Os fósseis em São Bartolomeu de Messines já eram conhecidos desde os anos 70 do século passado, quando foram identificados pelo geólogo francês Christian Palain.

Aliás, toda esta zona do Algarve, integrando os concelhos de Silves, Albufeira e Loulé, faz parte do futuro Geoparque Algarvensis, que está em fase final de candidatura a essa classificação por parte da UNESCO, precisamente devido à riqueza geológica do território.

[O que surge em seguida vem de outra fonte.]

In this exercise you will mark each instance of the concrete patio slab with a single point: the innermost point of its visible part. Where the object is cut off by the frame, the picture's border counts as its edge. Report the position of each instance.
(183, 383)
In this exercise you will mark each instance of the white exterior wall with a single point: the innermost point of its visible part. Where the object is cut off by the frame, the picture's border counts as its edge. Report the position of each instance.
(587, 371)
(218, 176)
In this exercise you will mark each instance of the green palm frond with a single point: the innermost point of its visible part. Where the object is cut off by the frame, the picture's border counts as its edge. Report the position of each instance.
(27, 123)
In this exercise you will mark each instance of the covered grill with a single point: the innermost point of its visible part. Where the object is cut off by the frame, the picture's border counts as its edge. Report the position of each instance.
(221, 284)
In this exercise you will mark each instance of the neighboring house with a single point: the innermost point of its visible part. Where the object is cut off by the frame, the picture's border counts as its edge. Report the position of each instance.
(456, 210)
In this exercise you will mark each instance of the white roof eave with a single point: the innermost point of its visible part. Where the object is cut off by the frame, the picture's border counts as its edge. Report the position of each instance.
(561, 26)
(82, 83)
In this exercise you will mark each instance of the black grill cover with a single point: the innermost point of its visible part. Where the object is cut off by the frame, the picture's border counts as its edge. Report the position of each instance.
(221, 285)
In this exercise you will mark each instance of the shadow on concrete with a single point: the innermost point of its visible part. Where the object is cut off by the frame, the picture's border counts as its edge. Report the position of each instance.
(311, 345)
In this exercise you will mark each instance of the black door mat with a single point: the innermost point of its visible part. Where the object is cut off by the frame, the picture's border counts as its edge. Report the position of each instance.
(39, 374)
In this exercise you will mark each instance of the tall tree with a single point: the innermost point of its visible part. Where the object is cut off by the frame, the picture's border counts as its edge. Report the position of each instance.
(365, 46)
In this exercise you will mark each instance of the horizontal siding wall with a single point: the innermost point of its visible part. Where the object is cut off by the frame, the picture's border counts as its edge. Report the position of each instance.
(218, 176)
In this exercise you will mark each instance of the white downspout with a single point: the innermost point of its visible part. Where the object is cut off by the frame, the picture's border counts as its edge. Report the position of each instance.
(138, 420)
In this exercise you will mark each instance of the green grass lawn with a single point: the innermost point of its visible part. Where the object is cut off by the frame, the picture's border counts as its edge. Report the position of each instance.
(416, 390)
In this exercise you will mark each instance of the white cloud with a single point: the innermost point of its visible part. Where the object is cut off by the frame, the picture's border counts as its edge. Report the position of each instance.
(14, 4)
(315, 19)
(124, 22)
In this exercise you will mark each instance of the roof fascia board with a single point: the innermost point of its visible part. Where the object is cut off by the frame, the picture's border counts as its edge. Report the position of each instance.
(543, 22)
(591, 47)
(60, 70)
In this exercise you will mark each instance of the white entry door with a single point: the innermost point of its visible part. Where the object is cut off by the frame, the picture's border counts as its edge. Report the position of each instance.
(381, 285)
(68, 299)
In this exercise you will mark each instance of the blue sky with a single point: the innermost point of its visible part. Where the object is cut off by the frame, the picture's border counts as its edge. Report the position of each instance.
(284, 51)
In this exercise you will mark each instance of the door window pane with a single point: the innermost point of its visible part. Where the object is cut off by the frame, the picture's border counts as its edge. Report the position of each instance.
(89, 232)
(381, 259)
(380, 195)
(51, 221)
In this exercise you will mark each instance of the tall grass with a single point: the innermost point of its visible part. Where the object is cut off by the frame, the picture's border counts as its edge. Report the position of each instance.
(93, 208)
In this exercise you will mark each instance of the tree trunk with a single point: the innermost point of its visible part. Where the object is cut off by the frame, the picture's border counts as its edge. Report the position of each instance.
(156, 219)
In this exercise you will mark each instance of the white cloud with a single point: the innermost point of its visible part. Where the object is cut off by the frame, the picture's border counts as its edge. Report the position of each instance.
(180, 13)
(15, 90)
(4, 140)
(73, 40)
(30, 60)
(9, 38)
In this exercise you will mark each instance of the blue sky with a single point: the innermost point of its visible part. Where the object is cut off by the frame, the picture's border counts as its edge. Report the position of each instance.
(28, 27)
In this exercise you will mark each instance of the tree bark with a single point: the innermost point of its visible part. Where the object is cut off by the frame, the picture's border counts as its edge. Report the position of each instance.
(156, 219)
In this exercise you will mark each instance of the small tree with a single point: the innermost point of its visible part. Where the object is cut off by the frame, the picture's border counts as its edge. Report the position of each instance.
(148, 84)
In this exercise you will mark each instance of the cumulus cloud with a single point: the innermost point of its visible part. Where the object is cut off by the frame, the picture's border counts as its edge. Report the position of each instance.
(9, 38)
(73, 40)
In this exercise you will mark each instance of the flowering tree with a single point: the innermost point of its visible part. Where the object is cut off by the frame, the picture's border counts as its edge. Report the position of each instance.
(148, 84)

A cerca de 40 quilómetros de Messines, na zona da Penina, junto à Rocha da Pena, no interior do concelho de Loulé, e mais ou menos no mesmo período geológico, foi encontrado o fóssil do Metoposaurus algarvensis, um grande anfíbio parecido com uma salamandra gigante, com cerca de 227 milhões de anos, que só foi descrito até ao momento nesta região do mundo, ou seja, até agora só aqui foi encontrado.

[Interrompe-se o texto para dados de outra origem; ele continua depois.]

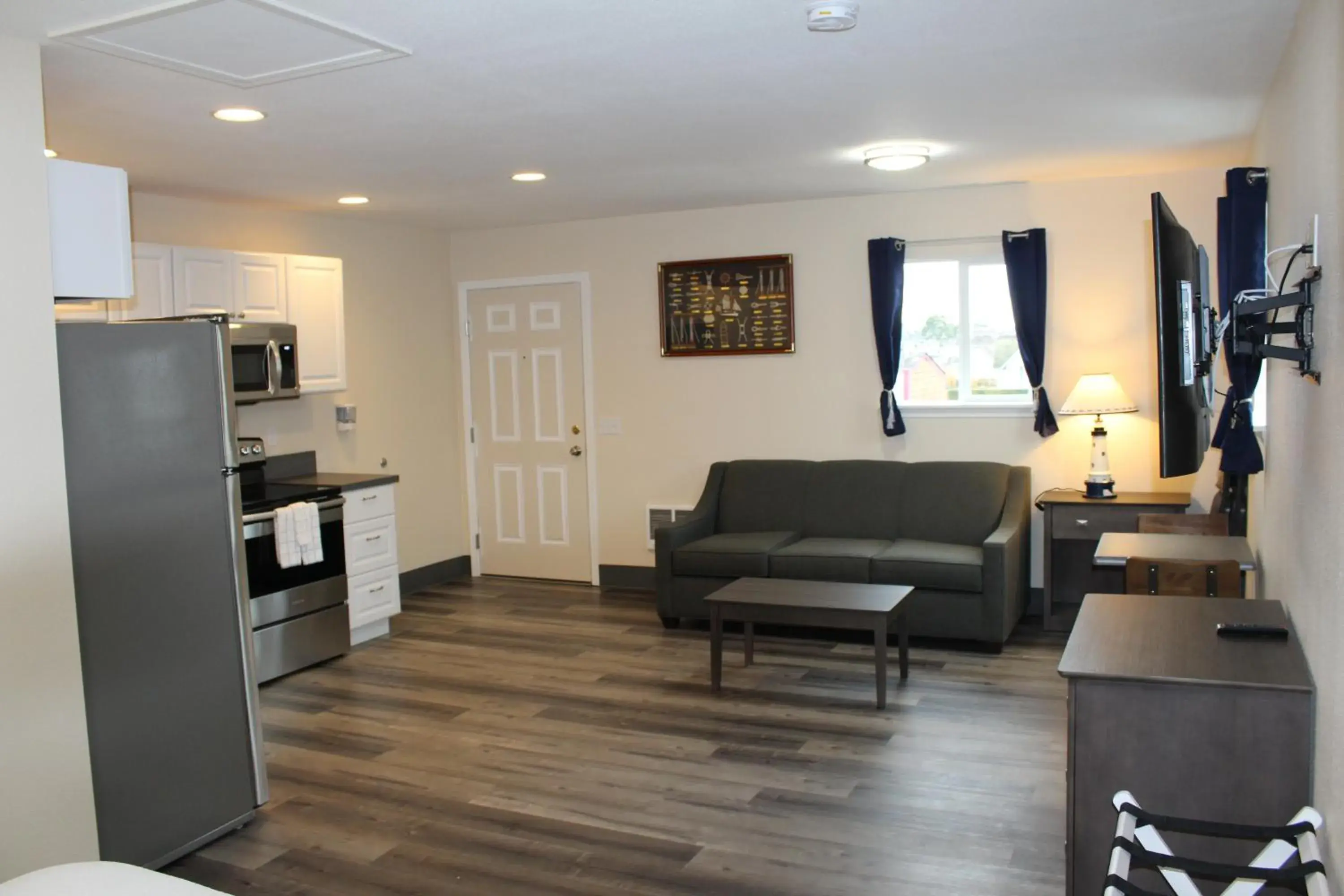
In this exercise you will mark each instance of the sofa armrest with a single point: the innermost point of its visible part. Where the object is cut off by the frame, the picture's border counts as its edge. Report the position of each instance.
(693, 527)
(1008, 555)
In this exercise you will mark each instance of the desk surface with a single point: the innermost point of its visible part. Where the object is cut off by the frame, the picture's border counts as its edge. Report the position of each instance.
(1116, 548)
(1139, 637)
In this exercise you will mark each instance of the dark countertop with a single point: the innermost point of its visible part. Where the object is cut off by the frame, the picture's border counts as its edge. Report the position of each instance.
(1150, 638)
(345, 481)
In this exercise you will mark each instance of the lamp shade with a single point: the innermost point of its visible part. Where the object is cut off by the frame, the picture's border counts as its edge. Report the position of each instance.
(1098, 394)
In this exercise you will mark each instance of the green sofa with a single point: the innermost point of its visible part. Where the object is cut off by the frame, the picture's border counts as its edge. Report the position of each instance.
(956, 531)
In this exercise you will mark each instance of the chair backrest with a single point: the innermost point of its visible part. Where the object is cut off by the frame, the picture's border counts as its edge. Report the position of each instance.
(1183, 578)
(1183, 523)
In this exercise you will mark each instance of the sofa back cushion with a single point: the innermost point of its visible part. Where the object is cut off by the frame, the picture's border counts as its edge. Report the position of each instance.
(764, 496)
(952, 501)
(854, 500)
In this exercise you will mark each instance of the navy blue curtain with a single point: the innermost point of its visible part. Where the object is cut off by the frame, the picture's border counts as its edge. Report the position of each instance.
(1025, 254)
(887, 281)
(1241, 267)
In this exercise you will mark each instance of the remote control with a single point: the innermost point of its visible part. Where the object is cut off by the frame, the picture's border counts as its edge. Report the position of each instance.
(1250, 630)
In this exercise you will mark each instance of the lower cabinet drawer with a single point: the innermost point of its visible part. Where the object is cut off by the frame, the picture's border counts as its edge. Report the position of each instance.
(370, 546)
(374, 595)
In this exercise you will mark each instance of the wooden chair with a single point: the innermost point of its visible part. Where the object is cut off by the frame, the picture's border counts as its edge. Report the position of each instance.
(1183, 523)
(1183, 578)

Os primeiros fósseis do Metoposaurus algarvensis foram descobertos por outra equipa, escavados em 2010 e 2011, e identificados como uma nova espécie em 2015.

A que animais vertebrados pertencem os fósseis identificados e recolhidos neste local perto de São Bartolomeu de Messines só daqui a algum tempo, após o trabalho em laboratório, se saberá.

Ricardo Araújo explica que, nesta bonebed (literalmente, cama de ossos, ou seja, camada rochosa com muitos fósseis de ossos), «já tinham sido descobertas outros espécimes», estudados também por Hugo Campos, paleontólogo do Geoparque Algarvensis, que, aliás, revelou essas investigações numa publicação científica com outros coautores.

No ano passado, Ricardo Araújo e Victor Carvalho fizeram uma prospeção em todo o Algarve, constatando que a zona abrangida pelo candidato a geoparque tem, de facto, um grande valor geológico, porque aí há «mais afloramentos rochosos e fósseis».

«Redescobrimos esta camada, esta bonebed, e decidimos avançar com uma escavação a fundo», «a maior feita até agora», já que «a quantidade de ossos concentrados numa porção de 30 centímetros é muito alta», acrescentou o investigador.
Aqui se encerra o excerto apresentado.